June 5, 2019 at 9:35 am #164729Sandy WeinerParticipant
Donald, if the S corporation is managed from California then it is considered to be doing business in the state and must file a return. It’s hard to tell from the facts you presented. Below is an excerpt from our California Taxation of Multistate Businesses:
Examples of doing business include the following:
A corporation with its home office in California for carrying on managerial functions and a
warehouse in Nevada for sales and distribution purposes was doing business in California
even though the managerial functions were not extensive (Appeal of Cagan Homes, Inc. (1965)
A foreign corporation that took orders, solicited sales, and dealt with customer service issues
in California but handled billing and payments from its Wisconsin headquarters and delivered
goods from out-of-state plants was doing business in California. (Appeal of Kimberly-Clark
Corporation (1962) 62-SBE-094)
Not doing business
Examples of not doing business include the following:
A corporation that sold its assets and ceased its department store business but received
interest on the buyer’s note and proceeds from an insurance policy was not doing business
in California (Appeal of The Blanc Corporation (1964) 64-SBE-022); and
A Nevada corporation with a California resident who was the corporation’s sole shareholder,
but the entity managed investments and real property located outside of California, and the
corporate offices and only corporate officer were located in Nevada. (Daniel V, Inc. v. FTB
(February 6, 2013) Los Angeles Superior Court, Central District, Case No. BC 457301)
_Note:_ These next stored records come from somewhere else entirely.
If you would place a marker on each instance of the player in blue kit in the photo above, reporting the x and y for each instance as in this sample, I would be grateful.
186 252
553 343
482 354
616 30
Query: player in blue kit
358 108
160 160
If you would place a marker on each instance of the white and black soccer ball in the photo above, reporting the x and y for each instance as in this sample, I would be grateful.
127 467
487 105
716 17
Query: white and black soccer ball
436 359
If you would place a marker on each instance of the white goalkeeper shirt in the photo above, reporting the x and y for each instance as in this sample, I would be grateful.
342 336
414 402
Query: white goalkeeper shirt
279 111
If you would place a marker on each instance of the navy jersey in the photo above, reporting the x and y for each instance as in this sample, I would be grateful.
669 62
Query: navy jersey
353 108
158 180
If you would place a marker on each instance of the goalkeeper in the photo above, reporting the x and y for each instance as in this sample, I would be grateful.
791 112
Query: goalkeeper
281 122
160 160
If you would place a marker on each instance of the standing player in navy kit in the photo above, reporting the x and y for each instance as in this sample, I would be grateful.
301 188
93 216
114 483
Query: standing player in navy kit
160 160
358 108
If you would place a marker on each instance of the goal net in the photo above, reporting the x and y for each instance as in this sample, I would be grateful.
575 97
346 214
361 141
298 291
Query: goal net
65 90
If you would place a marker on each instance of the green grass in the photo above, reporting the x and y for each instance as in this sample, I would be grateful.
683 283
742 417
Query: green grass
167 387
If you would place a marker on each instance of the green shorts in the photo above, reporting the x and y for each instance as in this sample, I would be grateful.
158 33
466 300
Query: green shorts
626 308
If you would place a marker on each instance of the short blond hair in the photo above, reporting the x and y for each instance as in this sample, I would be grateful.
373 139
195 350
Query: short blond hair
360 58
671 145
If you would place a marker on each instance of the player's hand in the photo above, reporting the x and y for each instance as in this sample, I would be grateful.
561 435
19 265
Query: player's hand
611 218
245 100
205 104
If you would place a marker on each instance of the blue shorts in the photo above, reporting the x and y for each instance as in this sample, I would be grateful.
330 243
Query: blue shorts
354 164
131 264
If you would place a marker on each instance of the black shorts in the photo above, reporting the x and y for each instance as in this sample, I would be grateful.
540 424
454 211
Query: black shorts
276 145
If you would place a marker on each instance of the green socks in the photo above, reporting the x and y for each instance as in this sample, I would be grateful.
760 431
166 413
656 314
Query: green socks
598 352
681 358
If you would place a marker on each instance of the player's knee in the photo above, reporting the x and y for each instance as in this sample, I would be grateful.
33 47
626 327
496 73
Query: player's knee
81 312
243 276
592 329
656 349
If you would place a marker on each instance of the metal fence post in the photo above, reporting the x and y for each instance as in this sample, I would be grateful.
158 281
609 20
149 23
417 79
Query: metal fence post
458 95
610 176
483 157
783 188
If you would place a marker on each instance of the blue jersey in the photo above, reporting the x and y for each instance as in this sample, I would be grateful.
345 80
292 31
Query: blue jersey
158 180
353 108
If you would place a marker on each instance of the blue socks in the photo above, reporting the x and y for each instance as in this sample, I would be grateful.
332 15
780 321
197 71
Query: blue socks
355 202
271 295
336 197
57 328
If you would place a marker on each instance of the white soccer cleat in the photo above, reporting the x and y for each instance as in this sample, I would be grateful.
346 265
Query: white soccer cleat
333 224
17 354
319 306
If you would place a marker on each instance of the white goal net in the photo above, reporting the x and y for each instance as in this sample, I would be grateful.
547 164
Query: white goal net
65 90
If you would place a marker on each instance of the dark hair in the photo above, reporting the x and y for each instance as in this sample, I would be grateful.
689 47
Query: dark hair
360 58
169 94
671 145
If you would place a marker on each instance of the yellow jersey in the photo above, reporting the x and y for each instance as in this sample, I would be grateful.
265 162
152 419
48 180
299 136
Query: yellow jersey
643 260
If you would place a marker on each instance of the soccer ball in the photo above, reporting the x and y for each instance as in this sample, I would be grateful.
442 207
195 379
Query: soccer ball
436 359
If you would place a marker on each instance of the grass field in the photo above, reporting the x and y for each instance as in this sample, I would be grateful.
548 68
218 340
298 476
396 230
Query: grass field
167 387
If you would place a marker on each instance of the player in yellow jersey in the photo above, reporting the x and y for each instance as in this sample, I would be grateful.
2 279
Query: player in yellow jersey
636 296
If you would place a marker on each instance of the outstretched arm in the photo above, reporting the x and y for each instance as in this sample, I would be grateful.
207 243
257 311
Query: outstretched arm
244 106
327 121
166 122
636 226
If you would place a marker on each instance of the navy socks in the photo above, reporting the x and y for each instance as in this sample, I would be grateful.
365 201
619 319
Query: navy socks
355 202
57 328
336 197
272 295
The taxpayer succeeded in Daniel V. by presenting the following documentary and oral
testimony showing that:
The entity’s bank accounts and brokerage accounts were held in Nevada;
Board of directors meetings were held at the entity’s office in Nevada;
The entity’s original books and records were maintained in Nevada;
The only corporate officer resided in Nevada;
The corporate officer signed all checks and handled all business affairs from Nevada; and
Both the shareholder and the corporate officer testified that all decisions were made by the
corporate officer, and the shareholder relied on him to manage the entity.